Analysts downgrade Singapore banks after US Fed rate cut
Ratings decline as the emergency rate cut is expected to compress the lenders' net interest margins
Vivienne Tay
Singapore
ANALYSTS have downgraded their ratings for Singapore banks following the Federal Reserve's emergency rate cut on Tuesday, with the rate cut expected to compress the net interest margins (NIM) reported by the trio.
The Fed had on Tuesday announced a 50 basis point interest rate cut as part of emergency measures, on fears of slowing economic growth amid the Covid-19 outbreak.
In a sector note on Wednesday, CGS-CIMB downgraded the Singapore bank sector to "neutral" from "overweight" as banks' revenues are expected to take a hit.
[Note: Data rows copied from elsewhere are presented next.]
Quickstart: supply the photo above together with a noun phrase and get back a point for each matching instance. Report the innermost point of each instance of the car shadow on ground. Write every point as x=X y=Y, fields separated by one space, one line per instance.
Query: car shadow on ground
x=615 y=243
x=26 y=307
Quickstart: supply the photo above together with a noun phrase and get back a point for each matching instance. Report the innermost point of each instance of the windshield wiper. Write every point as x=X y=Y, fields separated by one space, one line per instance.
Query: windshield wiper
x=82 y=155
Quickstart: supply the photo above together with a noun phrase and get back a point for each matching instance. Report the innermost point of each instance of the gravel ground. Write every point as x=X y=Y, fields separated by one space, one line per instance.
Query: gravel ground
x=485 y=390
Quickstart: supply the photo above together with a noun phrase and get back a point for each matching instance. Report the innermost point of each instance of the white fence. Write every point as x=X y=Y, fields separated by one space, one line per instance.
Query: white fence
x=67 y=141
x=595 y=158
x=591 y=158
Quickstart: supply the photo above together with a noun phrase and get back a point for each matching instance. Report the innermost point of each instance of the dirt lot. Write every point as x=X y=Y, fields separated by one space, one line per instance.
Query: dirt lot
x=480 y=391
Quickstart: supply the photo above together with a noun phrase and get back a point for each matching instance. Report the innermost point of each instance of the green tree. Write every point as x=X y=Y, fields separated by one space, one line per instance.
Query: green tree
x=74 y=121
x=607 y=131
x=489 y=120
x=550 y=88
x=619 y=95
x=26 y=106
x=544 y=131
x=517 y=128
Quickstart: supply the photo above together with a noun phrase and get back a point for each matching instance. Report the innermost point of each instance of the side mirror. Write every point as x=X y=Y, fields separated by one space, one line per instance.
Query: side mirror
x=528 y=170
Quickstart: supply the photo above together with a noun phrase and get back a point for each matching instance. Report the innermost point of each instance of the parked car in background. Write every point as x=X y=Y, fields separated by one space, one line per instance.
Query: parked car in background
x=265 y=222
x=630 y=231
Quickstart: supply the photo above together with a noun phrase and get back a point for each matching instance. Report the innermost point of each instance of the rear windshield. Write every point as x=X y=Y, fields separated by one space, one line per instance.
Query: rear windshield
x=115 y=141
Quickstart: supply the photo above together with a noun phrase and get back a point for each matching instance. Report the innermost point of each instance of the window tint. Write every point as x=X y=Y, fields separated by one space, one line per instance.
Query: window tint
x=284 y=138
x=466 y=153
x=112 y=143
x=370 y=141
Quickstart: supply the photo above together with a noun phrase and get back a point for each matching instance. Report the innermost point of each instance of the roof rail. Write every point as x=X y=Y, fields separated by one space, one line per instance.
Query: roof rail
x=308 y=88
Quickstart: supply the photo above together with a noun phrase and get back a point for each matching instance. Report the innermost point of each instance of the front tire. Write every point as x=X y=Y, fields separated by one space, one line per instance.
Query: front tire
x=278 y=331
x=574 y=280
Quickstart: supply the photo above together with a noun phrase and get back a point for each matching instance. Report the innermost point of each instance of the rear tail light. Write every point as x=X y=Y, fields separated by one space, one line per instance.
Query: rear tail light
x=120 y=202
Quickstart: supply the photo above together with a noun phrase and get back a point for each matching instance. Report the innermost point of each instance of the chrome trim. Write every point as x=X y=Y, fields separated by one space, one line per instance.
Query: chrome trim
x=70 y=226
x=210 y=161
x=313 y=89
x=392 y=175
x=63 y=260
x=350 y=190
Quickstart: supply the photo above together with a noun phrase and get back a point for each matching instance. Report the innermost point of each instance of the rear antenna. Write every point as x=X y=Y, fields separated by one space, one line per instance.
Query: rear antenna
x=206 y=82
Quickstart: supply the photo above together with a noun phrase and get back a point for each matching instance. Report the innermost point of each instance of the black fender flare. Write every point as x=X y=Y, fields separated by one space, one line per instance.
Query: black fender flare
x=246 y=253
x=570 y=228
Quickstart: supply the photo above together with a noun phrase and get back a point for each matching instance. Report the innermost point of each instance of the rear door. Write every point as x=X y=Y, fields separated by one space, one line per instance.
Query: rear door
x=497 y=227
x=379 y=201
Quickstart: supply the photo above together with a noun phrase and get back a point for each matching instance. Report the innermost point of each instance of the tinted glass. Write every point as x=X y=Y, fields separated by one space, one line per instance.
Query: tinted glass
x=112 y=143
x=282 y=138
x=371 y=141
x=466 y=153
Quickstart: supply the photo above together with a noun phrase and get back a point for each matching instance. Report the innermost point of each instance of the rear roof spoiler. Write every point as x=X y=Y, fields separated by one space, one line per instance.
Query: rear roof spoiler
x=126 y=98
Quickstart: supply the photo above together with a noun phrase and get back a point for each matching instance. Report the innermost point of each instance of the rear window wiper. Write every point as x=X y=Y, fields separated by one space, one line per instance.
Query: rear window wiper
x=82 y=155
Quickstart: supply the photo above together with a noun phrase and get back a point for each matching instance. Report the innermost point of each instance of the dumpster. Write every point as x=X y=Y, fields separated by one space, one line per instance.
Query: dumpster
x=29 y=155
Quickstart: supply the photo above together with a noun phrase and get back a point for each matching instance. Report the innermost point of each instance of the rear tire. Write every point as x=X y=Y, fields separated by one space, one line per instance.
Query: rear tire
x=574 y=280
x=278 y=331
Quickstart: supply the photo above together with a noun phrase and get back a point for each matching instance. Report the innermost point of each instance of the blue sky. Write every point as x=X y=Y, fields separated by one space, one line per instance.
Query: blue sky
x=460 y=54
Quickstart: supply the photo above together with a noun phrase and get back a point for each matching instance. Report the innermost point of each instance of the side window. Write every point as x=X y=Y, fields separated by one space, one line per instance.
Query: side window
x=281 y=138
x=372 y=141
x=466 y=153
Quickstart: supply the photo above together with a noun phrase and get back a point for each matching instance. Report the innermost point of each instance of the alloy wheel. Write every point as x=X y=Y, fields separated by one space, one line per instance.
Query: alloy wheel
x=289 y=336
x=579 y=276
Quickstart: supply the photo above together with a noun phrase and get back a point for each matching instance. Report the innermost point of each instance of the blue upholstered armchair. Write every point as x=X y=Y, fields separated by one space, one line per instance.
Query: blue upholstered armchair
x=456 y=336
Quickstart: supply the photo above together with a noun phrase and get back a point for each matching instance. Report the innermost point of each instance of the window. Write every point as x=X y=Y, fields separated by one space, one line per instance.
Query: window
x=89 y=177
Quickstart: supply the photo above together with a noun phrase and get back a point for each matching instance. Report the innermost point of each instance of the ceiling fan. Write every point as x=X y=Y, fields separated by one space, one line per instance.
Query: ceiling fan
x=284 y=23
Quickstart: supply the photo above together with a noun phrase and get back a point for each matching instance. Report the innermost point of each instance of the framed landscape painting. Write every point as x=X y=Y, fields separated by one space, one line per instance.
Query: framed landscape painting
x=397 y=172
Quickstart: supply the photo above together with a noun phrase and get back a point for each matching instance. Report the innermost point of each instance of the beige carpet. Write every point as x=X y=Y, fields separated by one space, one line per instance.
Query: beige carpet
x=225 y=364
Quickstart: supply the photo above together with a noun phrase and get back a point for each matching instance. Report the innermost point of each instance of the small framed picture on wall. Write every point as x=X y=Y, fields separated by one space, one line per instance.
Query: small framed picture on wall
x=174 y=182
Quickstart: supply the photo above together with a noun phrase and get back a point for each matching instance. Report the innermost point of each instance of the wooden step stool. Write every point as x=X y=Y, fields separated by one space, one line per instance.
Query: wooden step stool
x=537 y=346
CGS-CIMB analysts Andrea Choong and Lim Siew Khee are expecting a NIM compression of 10 to 12 basis points in their FY2020 forecast.
They are also factoring in added pressure from a "highly probable" 25 to 50 basis point rate cut in the upcoming Federal Open Market Committee meeting. "The resilience in Singapore dollar rates may falter," they added.
The brokerage said that the banks' approximate 5 per cent dividend yields will still serve as a key support factor to the banks' valuations.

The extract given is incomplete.